Prove the inequality $\frac{b+c}{a(y+z)}+\frac{c+a}{b(z+x)}+\frac{a+b}{c(x+y)}\geq \frac{3(a+b+c)}{ax+by+cz}$

Too long for a comment.

Since the inequality is homogeneous, without loss of generality we may suppose $a+b+c=1$ and $x+y+z=1$. Then

$$(1-x)(1-y)(1-z)=1-x-y-z+xy+xz+yz-xyz=xy+xz+yz-xyz$$

Thus the left hand side of the inequality equals

$$\frac{1-a}{a(1-x)}+ \frac{1-b}{(1-y)}+ \frac{1-c}{c(1-z)}=$$ $$\frac{1}{a(1-x)}+ \frac{1}{b(1-y)}+ \frac{1}{c(1-z)}-\frac{1}{(1-x)}-\frac{1}{(1-y)}- \frac{1}{(1-z)}=$$ $$\frac{bc(1-y)(1-z)+ac(1-x)(1-z)+ab(1-x)(1-y)}{abc(1-x)(1-y)(1-z)}- \frac{(1-y)(1-z)+(1-x)(1-z)+(1-x)(1-y)}{(1-x)(1-y)(1-z)}=$$ $$\frac{bc(1-y-z+yz)+ac(1-x-z+xz)+ab(1-x-y+xy)}{abc(xy+xz+yz-xyz)}- \frac{(1-y-z+yz)+ (1-x-z+xz)+ (1-x-y+xy)}{xy+xz+yz-xyz }=$$ $$\frac{bc(x+yz)+ac(y+xz)+ab(z+xy)}{abc(xy+xz+yz-xyz)}- \frac{(x+yz)+ (y+xz)+ (z+xy)}{xy+xz+yz-xyz}=$$ $$\frac{bc(x+yz)+ac(y+xz)+ab(z+xy)}{abc(xy+xz+yz-xyz)}- \frac{1+ xy+yz+xz }{xy+xz+yz-xyz}=$$ $$\frac{\frac 1a(x+yz)+\frac 1b(y+xz)+\frac 1c(z+xy)-1-xy-yz-xz }{xy+xz+yz-xyz}.$$

So we have to show that

$$\left(\frac 1a(x+yz)+\frac 1b(y+xz)+\frac 1c(z+xy)-1-xy-yz-xz\right)(ax+by+cz)\ge 3(xy+xz+yz-xyz)$$

$$\left(\frac 1a(x+yz)+\frac 1b(y+xz)+\frac 1c(z+xy)\right)(ax+by+cz)\ge 3(xy+xz+yz-xyz)+(1+xy+yz+xz)(ax+by+cz)$$

$$x(x+yz)+ \frac bay(x+yz)+ \frac caz(x+yz)+ \frac abx(y+xz)+ y(y+xz)+ \frac cbz(y+xz)+ \frac acx(z+xy)+ \frac bcy(z+xy)+ z(z+xy)\ge $$ $$3(xy+xz+yz-xyz)+(ax+by+cz)+ax^2y+bxy^2+cxyz+axyz+by^2z+cyz^2+ax^2z+bxyz+cxz^2$$

$$x^2+\frac bay(x+yz)+ \frac caz(x+yz)+ \frac abx(y+xz)+ y^2+ \frac cbz(y+xz)+ \frac acx(z+xy)+ \frac bcy(z+xy)+ z^2+5xyz\ge $$ $$3(xy+xz+yz)+(ax+by+cz)+ax^2y+bxy^2+by^2z+cyz^2+ax^2z+cxz^2$$

or that (because $x^2+y^2+z^2+2xy+2xz+2yz=1$)

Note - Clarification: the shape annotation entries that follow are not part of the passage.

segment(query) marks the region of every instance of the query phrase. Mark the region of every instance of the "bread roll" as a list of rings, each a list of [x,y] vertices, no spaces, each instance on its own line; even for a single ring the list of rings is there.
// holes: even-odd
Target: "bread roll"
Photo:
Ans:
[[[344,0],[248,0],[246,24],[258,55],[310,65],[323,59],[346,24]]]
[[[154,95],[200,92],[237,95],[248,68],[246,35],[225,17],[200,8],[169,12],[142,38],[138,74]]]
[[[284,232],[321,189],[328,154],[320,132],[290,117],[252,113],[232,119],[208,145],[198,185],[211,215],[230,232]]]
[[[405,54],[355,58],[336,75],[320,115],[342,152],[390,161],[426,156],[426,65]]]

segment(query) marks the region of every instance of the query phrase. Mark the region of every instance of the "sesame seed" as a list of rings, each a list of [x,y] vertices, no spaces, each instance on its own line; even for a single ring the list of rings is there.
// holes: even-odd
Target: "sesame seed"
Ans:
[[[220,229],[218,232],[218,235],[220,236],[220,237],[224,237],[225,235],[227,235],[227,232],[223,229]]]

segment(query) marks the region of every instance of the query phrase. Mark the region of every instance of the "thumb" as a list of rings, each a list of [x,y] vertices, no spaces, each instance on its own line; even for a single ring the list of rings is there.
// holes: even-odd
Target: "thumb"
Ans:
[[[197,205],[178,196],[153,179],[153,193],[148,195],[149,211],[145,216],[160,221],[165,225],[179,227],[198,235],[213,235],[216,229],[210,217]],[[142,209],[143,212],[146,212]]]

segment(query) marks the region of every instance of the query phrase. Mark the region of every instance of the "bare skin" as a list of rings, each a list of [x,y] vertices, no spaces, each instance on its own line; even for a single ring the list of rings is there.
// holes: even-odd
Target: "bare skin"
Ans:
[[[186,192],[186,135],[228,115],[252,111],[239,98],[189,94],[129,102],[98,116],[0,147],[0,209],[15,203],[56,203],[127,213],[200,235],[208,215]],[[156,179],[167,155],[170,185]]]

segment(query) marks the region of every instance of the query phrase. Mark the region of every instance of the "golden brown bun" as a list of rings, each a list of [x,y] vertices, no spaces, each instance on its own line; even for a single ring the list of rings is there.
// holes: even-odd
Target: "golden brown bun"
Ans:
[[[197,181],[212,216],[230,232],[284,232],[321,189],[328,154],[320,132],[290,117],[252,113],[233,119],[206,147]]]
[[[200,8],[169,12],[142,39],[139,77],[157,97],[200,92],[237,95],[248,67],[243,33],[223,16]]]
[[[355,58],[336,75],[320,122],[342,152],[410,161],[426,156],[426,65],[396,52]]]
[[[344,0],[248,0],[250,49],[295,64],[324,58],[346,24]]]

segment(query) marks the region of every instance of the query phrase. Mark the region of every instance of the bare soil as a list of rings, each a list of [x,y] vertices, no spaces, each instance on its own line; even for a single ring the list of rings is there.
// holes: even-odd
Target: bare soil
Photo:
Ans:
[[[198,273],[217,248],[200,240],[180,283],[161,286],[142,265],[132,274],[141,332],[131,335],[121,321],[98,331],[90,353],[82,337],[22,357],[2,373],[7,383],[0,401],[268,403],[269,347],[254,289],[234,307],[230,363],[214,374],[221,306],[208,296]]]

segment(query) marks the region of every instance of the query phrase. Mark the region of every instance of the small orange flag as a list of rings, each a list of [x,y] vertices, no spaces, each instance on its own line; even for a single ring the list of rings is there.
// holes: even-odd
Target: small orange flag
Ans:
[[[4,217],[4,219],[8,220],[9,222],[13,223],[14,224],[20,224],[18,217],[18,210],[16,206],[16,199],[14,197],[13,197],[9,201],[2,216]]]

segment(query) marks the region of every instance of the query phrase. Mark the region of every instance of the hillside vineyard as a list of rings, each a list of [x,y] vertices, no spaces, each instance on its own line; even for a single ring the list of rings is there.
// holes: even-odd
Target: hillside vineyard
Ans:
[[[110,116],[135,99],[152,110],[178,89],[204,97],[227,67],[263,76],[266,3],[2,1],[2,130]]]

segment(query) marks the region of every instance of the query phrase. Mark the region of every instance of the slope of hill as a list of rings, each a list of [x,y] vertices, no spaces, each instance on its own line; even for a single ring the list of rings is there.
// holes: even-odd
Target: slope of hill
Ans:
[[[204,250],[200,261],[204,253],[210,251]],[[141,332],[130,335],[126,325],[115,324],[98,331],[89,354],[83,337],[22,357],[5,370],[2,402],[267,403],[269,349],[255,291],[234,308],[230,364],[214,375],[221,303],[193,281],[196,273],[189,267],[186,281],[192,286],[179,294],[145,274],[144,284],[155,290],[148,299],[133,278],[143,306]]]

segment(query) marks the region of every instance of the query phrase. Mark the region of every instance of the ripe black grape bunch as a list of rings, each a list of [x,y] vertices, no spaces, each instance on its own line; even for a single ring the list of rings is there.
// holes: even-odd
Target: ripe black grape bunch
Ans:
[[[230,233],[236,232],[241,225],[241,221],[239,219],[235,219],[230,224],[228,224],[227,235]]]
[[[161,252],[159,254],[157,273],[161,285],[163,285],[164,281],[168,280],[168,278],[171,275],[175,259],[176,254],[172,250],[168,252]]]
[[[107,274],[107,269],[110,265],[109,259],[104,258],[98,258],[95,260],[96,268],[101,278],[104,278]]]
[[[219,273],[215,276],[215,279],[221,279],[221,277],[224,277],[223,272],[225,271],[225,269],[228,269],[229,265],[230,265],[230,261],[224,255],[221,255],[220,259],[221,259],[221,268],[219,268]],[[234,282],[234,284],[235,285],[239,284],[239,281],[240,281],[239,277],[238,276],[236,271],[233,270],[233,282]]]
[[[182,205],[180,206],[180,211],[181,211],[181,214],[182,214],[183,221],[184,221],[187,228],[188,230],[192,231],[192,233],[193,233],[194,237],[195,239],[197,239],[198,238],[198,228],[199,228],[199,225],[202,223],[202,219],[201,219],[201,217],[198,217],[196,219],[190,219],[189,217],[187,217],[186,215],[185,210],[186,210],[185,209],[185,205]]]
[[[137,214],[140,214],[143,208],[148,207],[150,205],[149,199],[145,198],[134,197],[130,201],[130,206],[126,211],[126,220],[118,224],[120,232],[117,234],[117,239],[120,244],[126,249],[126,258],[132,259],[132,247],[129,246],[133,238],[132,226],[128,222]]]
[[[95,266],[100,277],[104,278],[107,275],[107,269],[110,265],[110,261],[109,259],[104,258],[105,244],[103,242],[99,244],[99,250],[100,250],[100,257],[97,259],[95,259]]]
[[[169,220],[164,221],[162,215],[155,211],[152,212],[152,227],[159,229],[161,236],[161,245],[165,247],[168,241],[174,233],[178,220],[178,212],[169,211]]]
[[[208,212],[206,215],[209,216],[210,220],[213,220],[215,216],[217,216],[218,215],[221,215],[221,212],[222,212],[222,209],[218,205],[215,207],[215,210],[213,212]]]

$$1+\frac bay(x+yz)+ \frac caz(x+yz)+ \frac abx(y+xz)+ \frac cbz(y+xz)+ \frac acx(z+xy)+ \frac bcy(z+xy)+ 5xyz\ge $$ $$5(xy+xz+yz)+(ax+by+cz)+ax^2y+bxy^2+by^2z+cyz^2+ax^2z+cxz^2$$

Finally, we have to show that $$1+\left(\frac ba+\frac ab-5\right)xy+ \left(\frac ca+\frac ac-5\right)xz+ \left(\frac cb+\frac bc-5\right)yz+ \left(\frac ac-a\right)x^2y+\left (\frac bc-b\right)xy^2+ \left (\frac ab-a\right)x^2z+\left (\frac cb-c\right) xz^2+ \left (\frac ba-b\right)y^2z+\left(\frac ca-c\right)yz^2 - (ax+by+cz) + 5xyz \ge 0$$